Recensione del libro: Uno sguardo lucido ai rischi del "diagnosis creep"

Quando la neurologa Suzanne O'Sullivan incontrò la paziente che chiama Darcie, la ventenne soffriva quotidianamente di crisi epilettiche così debilitanti che non usciva quasi mai di casa da un anno.

Darcie si aspettava di aggiungere l'epilessia alla sua già lunga lista di altre diagnosi: emicrania, anoressia, sindrome dell'intestino irritabile, autismo, depressione, ansia, disturbo da deficit di attenzione/iperattività, un problema di svenimento e vertigini chiamato sindrome da tachicardia posturale ortostatica, o POTS, e una patologia articolare chiamata sindrome di Ehlers-Danlos ipermobile.

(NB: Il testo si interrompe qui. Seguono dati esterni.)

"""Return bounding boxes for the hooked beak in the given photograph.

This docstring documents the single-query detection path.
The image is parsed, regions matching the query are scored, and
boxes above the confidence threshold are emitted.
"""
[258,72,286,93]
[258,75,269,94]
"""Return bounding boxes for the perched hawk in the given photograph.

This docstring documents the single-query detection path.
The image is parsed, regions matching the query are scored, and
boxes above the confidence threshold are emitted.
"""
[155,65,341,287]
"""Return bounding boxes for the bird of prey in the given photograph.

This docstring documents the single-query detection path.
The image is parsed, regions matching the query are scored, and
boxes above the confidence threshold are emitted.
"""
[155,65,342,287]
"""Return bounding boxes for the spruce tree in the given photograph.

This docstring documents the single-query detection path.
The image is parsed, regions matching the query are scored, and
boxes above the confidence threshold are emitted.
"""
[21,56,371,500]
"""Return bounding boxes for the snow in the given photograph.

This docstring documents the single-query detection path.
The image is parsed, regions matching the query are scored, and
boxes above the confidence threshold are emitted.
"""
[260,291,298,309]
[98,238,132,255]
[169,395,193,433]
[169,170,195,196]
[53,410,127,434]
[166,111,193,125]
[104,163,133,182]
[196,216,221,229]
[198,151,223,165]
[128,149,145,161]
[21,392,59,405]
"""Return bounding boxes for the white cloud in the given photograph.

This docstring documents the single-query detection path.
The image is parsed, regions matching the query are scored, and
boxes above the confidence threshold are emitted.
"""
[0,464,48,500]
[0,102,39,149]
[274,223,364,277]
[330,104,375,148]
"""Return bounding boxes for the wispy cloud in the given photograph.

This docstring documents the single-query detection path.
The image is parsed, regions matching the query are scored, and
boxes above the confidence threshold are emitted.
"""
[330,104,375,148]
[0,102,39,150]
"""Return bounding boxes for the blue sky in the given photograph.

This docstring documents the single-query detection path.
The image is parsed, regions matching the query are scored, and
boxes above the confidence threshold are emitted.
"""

O'Sullivan, che aveva subito escluso l'epilessia, arrivò a sospettare che la giovane donna soffrisse in realtà di un altro disturbo diffuso: la sovradiagnosi.

Nel suo nuovo libro, " The Age of Diagnosis: How Our Obsession With Medical Labels Is Making Us Sicker", O'Sullivan sostiene che la maggior parte dei medici che visitano un gran numero di pazienti si imbattono regolarmente in giovani con almeno alcune delle diagnosi di Darcie, spesso in combinazione con la sindrome di Tourette, la dislessia e altre ancora. Di fatto, vede una "epidemia di sovradiagnosi", in cui i pazienti ricevono diagnosi mediche tecnicamente corrette ma che non necessariamente li avvantaggiano.

"Sono costantemente scioccato dal fatto che così tante persone tra i venti e i trent'anni possano aver accumulato così tante etichette di malattie a un'età così giovane", scrive O'Sullivan, che lavora presso il Servizio Sanitario Nazionale di Londra. "Anche le persone anziane. Ipertensione, colesterolo alto, lombalgia e così via. Sta diventando insolito per me incontrare un paziente che non abbia una storia di diagnosi pregresse".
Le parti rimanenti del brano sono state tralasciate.